The eruption was followed by rapt silence, as Butler launched into her subject. “We are not sovereign of our own actions,” she said. “We fail to account for the ways in which we are made.”

Many feminists suggest that gender and sexuality are presented to us as a range of social options. Butler, however, argued that these categories exist as “enigmatic signifiers,” borrowing a phrase from the French psychoanalyst Jean Laplanche.

This cloud of signifiers impinges on an infant from the adult world, before he or she is able to comprehend them. Our sexual drives, Butler argued, are not hereditary or adaptive. They do not emerge according to any biological logic. They are created when these signifiers lodge into our unconscious.
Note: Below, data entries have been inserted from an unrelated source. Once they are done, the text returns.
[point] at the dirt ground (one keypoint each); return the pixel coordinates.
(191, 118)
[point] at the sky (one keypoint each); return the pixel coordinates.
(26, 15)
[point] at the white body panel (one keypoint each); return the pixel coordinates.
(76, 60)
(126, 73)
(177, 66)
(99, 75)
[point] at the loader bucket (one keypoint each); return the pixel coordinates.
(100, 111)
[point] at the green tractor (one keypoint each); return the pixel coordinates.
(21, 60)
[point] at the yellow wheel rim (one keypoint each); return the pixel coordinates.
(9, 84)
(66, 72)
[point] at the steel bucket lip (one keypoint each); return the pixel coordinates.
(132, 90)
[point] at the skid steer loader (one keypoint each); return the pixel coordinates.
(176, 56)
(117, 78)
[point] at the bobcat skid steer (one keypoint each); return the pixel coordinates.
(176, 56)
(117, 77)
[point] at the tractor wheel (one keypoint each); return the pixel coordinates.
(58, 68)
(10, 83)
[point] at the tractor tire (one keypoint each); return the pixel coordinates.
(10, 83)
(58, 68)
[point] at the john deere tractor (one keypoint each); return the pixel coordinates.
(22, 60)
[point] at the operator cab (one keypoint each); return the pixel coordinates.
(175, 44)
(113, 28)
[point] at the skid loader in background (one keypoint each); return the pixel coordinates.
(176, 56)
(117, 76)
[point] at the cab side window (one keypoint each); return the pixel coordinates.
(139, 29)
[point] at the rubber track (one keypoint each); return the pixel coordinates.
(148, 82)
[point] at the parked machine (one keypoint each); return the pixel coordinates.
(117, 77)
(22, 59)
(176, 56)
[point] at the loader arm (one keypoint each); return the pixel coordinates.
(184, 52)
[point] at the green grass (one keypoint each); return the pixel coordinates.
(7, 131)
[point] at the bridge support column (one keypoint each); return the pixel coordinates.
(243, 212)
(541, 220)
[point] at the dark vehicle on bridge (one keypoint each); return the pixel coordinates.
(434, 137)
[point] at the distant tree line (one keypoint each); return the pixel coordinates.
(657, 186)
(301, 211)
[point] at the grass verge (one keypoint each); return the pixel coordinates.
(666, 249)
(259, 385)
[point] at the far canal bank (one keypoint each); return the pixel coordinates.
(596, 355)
They in fact form the structure of our unconscious through language, before we even say our first word.

“We have every reason to pause here,” Butler said. The audience collectively exhaled, including Alex Kain ’09.

“I thought her talk was dense and inaccessible for anyone with less than a thorough background in gender theory,” Kain said.

Colin Adamo ’10, one of the candidates for Yale College Council Treasurer, has read a lot of Butler’s work, so he was more prepared.

“I knew most of what she was going to say would go over my head,” he said. “So I pregamed with a double espresso and did my best to follow each sentence.”

Rachel Schiff ’10, a queer activist on campus, said, “My favorite part was how she kicks her leg while she was talking. And she acts out commas with her hands.”

Butler went on to describe the difference between sexual drives and biological instincts. The adult world begins to form our drives as soon as we are born, she claimed. This is the theory of general seduction — an exogenous process that is overwhelming, traumatic and continuous throughout our lives.

“I liked her distinction between drive and instinct,” Kain said. “But she was rehashing the beliefs of that French dude.”

For Adamo, the idea that living gender and practicing sexuality are never free acts will inform his senior essay in the Women, Gender and Sexuality Studies major.

“We are at once made and making,” Butler said. “It would be great if we could find a verb form to make sense of that simultaneous occurrence.”

How about “madaking”?

(I really hope Judith Butler does not read this article.)

Hundreds of students and professors shuffled out of the auditorium after Butler’s fifty-minute lecture, digesting one concentrated dose of psychoanalytic, post-structuralist gender theory. Gender, as Butler shows, wants far more than a fifty-minute talk. Gender demands unimaginable, inscrutable things from all of us.

For this undergraduate, so did Butler’s lecture.